At Intel Extreme Performance Users Group’s (IXPUG) Annual Conference 2025, Ye Luo of Argonne Leadership Computing Facility, Argonne National Laboratory and Jeongnim Kim of Intel Corporation presented "OpenMP in oneAPI: Empowering Scientific Computing on Intel Platforms, From Laptop to Aurora Exascale Supercomputer", covering the important role the OpenMP parallel programming model plays not just in existing workloads, but also for the future of accelerated offload computing on all types of hierarchical heterogeneous platforms. Intel® Core™ processors, Intel® Xeon® processors, and other CPUs can handle what they are best at, while specialized accelerators and GPUs can assist with highly parallelizable compute or signal processing tasks, and the coordination of the different parallel computational streams is efficiently coordinated using OpenMP.
In this article, we will briefly summarize the main points made at the conference, encouraging you to replay the full video for additional deeper insights.

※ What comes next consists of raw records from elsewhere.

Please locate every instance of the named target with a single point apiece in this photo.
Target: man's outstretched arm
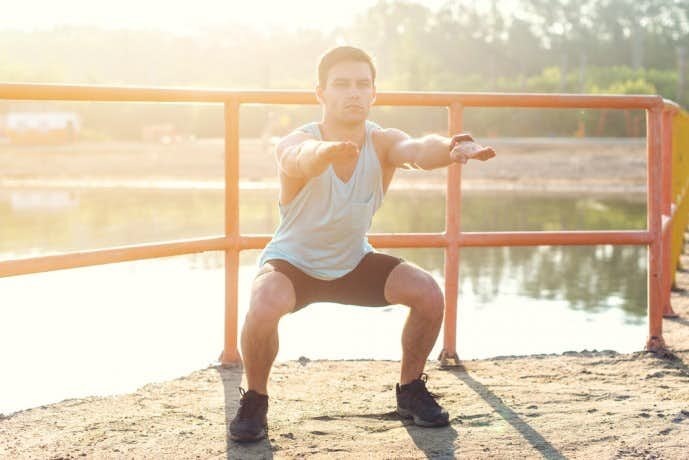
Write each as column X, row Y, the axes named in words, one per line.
column 433, row 151
column 301, row 156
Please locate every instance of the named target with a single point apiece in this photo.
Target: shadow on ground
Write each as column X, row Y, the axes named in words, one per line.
column 231, row 380
column 533, row 437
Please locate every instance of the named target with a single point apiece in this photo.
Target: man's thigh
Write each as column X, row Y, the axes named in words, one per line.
column 408, row 283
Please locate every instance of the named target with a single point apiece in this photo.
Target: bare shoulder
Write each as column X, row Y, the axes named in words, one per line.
column 389, row 136
column 385, row 138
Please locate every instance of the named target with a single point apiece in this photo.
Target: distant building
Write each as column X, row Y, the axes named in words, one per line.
column 42, row 127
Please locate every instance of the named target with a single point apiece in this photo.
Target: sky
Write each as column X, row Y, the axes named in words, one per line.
column 183, row 17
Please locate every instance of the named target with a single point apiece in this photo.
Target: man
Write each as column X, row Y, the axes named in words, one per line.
column 333, row 176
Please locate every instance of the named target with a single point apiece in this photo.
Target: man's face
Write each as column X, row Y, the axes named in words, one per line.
column 348, row 93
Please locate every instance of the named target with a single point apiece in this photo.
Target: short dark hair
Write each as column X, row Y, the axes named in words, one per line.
column 341, row 54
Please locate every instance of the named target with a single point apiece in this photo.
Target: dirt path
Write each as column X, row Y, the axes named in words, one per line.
column 586, row 405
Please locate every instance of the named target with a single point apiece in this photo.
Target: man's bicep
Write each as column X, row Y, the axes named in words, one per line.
column 402, row 149
column 288, row 143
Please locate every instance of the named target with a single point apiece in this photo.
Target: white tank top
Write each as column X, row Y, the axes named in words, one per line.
column 323, row 229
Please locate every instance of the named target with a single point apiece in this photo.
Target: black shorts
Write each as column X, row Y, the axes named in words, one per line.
column 365, row 285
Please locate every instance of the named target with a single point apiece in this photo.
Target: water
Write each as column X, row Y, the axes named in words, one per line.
column 110, row 329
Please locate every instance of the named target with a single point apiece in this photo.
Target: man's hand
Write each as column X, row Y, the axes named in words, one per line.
column 464, row 149
column 340, row 151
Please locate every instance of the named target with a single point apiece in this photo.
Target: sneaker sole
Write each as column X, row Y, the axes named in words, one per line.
column 258, row 437
column 406, row 414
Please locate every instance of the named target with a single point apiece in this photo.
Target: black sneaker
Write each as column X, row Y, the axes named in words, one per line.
column 414, row 401
column 251, row 420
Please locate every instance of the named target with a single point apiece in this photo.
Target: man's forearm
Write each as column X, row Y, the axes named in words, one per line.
column 307, row 159
column 433, row 152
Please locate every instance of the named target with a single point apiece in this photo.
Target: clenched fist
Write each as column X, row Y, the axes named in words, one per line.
column 341, row 151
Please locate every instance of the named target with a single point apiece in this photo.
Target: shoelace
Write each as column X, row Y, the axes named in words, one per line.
column 424, row 395
column 247, row 405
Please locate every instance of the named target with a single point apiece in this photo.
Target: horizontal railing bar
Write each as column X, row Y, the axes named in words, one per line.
column 477, row 239
column 32, row 91
column 110, row 255
column 381, row 240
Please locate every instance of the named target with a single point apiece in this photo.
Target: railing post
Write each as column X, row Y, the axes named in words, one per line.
column 230, row 355
column 448, row 356
column 666, row 128
column 654, row 221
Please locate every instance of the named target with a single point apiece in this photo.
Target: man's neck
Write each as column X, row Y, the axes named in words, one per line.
column 338, row 132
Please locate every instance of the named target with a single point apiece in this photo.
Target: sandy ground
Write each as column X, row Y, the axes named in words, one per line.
column 581, row 404
column 550, row 163
column 584, row 404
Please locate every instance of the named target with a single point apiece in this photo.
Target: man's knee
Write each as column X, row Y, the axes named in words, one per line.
column 272, row 297
column 429, row 298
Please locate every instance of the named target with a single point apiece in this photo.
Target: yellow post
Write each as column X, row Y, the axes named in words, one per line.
column 230, row 355
column 448, row 357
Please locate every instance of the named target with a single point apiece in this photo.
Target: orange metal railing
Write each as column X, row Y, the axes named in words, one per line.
column 656, row 236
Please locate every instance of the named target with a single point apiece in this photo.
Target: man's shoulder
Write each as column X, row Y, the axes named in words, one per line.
column 388, row 136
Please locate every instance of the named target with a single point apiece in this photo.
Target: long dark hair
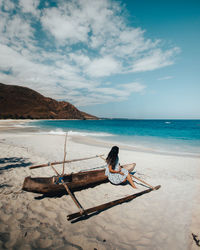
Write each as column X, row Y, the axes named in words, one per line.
column 112, row 156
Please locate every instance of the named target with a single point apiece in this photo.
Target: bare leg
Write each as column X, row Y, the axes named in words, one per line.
column 129, row 167
column 129, row 179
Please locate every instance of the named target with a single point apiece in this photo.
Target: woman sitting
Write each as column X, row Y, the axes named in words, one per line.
column 116, row 174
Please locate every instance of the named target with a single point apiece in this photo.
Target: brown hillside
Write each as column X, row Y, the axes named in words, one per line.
column 23, row 103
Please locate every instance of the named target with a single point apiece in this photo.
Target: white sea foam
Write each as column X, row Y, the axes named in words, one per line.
column 75, row 133
column 23, row 126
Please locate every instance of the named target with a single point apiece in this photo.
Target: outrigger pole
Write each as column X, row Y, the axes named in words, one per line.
column 110, row 204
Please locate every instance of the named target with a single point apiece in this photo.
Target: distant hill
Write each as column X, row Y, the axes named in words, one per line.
column 18, row 102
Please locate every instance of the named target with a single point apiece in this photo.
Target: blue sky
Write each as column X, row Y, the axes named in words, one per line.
column 131, row 59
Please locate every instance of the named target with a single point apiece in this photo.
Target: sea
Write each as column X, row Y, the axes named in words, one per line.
column 161, row 136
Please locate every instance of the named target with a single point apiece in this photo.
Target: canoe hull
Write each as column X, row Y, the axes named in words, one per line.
column 75, row 182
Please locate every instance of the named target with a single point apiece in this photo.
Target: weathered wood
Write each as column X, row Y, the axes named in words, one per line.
column 61, row 162
column 75, row 181
column 111, row 204
column 144, row 182
column 70, row 193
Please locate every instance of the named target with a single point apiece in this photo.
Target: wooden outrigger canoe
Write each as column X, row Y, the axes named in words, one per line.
column 75, row 182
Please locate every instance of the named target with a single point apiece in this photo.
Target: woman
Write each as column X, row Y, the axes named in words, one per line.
column 116, row 174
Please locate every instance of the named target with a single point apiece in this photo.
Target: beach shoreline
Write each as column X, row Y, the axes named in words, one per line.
column 163, row 219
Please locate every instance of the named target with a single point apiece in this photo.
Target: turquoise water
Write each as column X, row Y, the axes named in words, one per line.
column 160, row 135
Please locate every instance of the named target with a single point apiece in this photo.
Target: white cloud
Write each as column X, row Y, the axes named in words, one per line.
column 165, row 78
column 104, row 66
column 67, row 51
column 30, row 6
column 156, row 59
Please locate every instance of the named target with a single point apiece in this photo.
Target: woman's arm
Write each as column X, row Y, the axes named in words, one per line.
column 114, row 171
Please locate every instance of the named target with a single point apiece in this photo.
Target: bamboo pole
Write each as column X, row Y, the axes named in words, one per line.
column 111, row 203
column 61, row 162
column 64, row 155
column 70, row 193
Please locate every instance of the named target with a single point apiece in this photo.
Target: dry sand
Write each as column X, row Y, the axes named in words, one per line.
column 163, row 219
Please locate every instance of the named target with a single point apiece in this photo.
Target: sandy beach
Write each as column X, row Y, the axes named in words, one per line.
column 163, row 219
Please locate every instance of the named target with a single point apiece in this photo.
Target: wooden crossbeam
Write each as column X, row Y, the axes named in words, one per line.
column 110, row 204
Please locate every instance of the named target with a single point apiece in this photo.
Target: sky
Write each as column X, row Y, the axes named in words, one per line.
column 136, row 59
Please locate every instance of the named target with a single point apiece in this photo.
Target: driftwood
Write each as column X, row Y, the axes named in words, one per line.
column 110, row 204
column 61, row 162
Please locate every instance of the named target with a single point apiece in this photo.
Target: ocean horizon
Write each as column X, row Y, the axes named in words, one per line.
column 177, row 136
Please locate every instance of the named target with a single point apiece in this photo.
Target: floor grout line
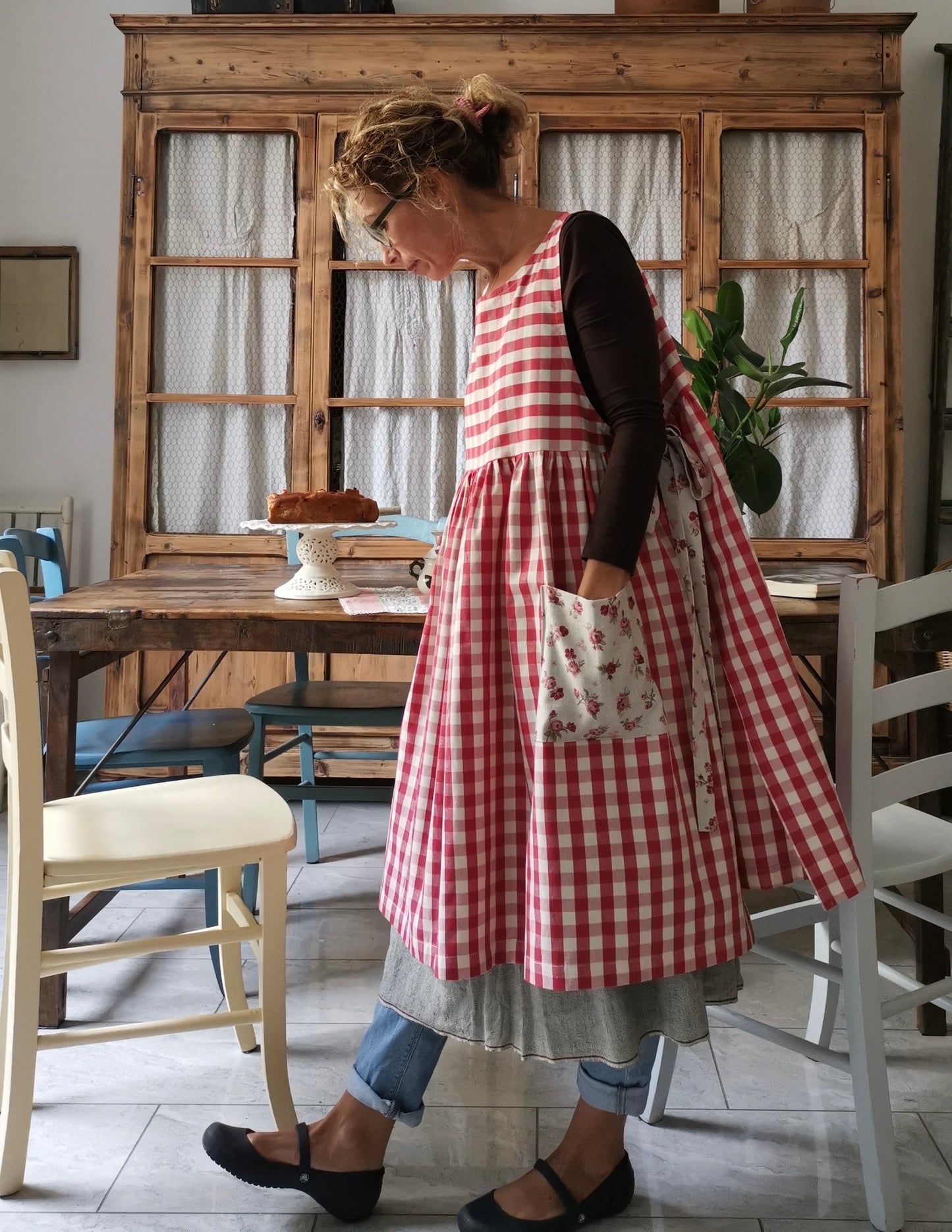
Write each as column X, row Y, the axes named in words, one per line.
column 122, row 1167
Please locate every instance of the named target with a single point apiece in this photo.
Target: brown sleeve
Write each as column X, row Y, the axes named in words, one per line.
column 613, row 343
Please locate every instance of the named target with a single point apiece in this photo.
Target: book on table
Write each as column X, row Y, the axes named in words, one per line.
column 820, row 580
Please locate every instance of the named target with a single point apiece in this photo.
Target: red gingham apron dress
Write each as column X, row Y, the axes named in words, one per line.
column 585, row 786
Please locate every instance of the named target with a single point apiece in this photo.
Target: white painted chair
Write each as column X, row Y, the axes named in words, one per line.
column 907, row 843
column 895, row 844
column 88, row 843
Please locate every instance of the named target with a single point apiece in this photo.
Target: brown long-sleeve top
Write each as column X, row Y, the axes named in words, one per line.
column 613, row 343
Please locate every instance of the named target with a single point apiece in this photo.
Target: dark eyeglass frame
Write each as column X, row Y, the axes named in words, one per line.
column 375, row 229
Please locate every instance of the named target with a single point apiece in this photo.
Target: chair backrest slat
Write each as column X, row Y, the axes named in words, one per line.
column 42, row 513
column 22, row 744
column 908, row 696
column 908, row 602
column 914, row 779
column 43, row 545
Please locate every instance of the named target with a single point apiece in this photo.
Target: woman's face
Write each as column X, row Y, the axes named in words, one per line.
column 419, row 236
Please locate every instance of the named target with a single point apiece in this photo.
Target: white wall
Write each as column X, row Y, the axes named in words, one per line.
column 61, row 74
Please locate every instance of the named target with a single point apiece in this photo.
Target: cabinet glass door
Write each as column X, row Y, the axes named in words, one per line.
column 792, row 215
column 633, row 178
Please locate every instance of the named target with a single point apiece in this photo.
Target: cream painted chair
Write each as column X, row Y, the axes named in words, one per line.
column 82, row 844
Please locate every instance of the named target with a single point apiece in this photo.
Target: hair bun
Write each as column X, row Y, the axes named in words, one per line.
column 503, row 113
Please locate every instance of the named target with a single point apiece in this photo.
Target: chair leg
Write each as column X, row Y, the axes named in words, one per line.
column 249, row 878
column 256, row 748
column 867, row 1063
column 18, row 1022
column 826, row 992
column 211, row 920
column 271, row 991
column 229, row 881
column 310, row 807
column 660, row 1083
column 249, row 886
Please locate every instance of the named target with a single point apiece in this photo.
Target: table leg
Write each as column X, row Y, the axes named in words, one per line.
column 59, row 783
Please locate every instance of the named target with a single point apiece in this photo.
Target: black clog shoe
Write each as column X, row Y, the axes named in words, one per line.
column 611, row 1198
column 348, row 1195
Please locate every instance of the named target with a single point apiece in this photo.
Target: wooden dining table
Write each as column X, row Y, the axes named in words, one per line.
column 233, row 607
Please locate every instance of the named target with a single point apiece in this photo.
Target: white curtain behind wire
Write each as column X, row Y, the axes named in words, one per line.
column 785, row 196
column 792, row 196
column 405, row 338
column 221, row 331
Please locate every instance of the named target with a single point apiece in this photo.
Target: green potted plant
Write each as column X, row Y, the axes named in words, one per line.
column 744, row 429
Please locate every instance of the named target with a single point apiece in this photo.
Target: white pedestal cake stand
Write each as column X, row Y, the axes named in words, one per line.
column 317, row 578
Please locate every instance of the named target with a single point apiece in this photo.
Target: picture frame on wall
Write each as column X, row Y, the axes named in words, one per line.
column 38, row 303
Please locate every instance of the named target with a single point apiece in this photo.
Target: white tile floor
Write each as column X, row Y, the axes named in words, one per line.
column 756, row 1138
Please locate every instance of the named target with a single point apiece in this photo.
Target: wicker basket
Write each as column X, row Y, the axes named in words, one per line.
column 787, row 7
column 648, row 8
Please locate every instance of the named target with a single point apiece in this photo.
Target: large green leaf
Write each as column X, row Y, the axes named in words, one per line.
column 696, row 325
column 738, row 347
column 748, row 369
column 780, row 387
column 755, row 474
column 733, row 407
column 731, row 303
column 796, row 317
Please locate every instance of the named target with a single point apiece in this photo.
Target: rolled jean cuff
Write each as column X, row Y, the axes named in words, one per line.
column 603, row 1087
column 389, row 1108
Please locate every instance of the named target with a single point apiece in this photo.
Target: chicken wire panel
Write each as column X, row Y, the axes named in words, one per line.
column 222, row 331
column 402, row 337
column 406, row 456
column 667, row 287
column 226, row 195
column 213, row 464
column 830, row 338
column 820, row 454
column 792, row 196
column 634, row 179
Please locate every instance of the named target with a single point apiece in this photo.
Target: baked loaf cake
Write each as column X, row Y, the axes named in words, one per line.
column 322, row 507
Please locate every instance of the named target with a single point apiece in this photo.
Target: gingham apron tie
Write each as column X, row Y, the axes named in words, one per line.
column 683, row 482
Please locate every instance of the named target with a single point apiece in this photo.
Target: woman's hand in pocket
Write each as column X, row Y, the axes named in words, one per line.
column 602, row 580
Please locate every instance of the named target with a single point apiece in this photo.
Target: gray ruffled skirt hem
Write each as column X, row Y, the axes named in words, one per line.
column 500, row 1011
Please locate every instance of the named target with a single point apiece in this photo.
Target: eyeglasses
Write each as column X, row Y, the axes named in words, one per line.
column 376, row 229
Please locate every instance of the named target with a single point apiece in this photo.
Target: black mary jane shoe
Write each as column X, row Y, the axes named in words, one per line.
column 348, row 1195
column 611, row 1198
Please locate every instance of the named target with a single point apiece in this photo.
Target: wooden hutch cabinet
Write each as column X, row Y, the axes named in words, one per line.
column 255, row 350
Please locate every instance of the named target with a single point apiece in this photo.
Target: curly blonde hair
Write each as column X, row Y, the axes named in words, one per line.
column 395, row 141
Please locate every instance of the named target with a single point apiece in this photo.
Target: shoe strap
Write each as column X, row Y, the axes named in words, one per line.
column 303, row 1147
column 568, row 1202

⇒ Dive deeper into the topic, and replay the presentation "OpenMP in oneAPI: Empowering Scientific Computing on Intel Platforms, From Laptop to Aurora Exascale Supercomputer", from the Intel Extreme Performance Users Group’s (IXPUG) Annual Conference 2025 at the Texas Advanced Computing Center (TACC)
⇒ Slides are also available online.
OpenMP Parallel Programming Model
To quickly recap, OpenMP’s mission. It is designed to offer a portable, scalable model that gives programmers a flexible interface for developing parallel applications for platforms ranging from laptops to supercomputers.
Key features to facilitate this include:
- directives-based parallelism, which feels very natural for any C or Fortran developer.
- shared memory model, with the only limitation of the shared memory domain being what the operating system supports.
- task and loop parallelism, making it easy to introduce parallelism to preexisting code.
- device offloading for acceleration and custom routine execution.
- portability across architectures and compilers, due to OpenMP’s open standard approach.
A typical simple parallel offload routine computing a vector-scalar product and adding the result to a vector would look something like this:
void axpy(const float *a, const float *b, float *c, int n)
{
#pragma omp target teams distribute parallel for \
map(to:a[0:n],b[0:n]) map(from:c[0:n])
for (int id=0; id < n; id++)
{
c[id] = a[id] + b[id];
}
}
// …
float a[64]={1}. B[64]={2}, c[64];
axpy(a,b,c,64);
OpenMP has come a long way since its inception in 1997 (Fortran) and 2002 (C/C++), and the addition of the target offload construct with OpenMP 4.5 in 2015.
[7min 25sec] into the presentation, Yeongmin Kim proceeds to list the key additions to the OpenMP specification in recent years (Figure 1)
Figure 1: Recent additions to the OpenMP specification
For a detailed discussion of these additions, check out the following press releases on the OpenMP webpage:
⇒ OpenMP 5.0 is a Major Leap Forward
⇒ OpenMP® ARB Releases OpenMP 6.0 for Easier Programming
The Intel® oneAPI DPC++/C++ Compiler and Intel® Fortran Compiler stay at the forefront of support for the newest OpenMP features. The developer team behind those compilers actively contributes to the OpenMP standard and its implementation in LLVM*-compatible open source compilers.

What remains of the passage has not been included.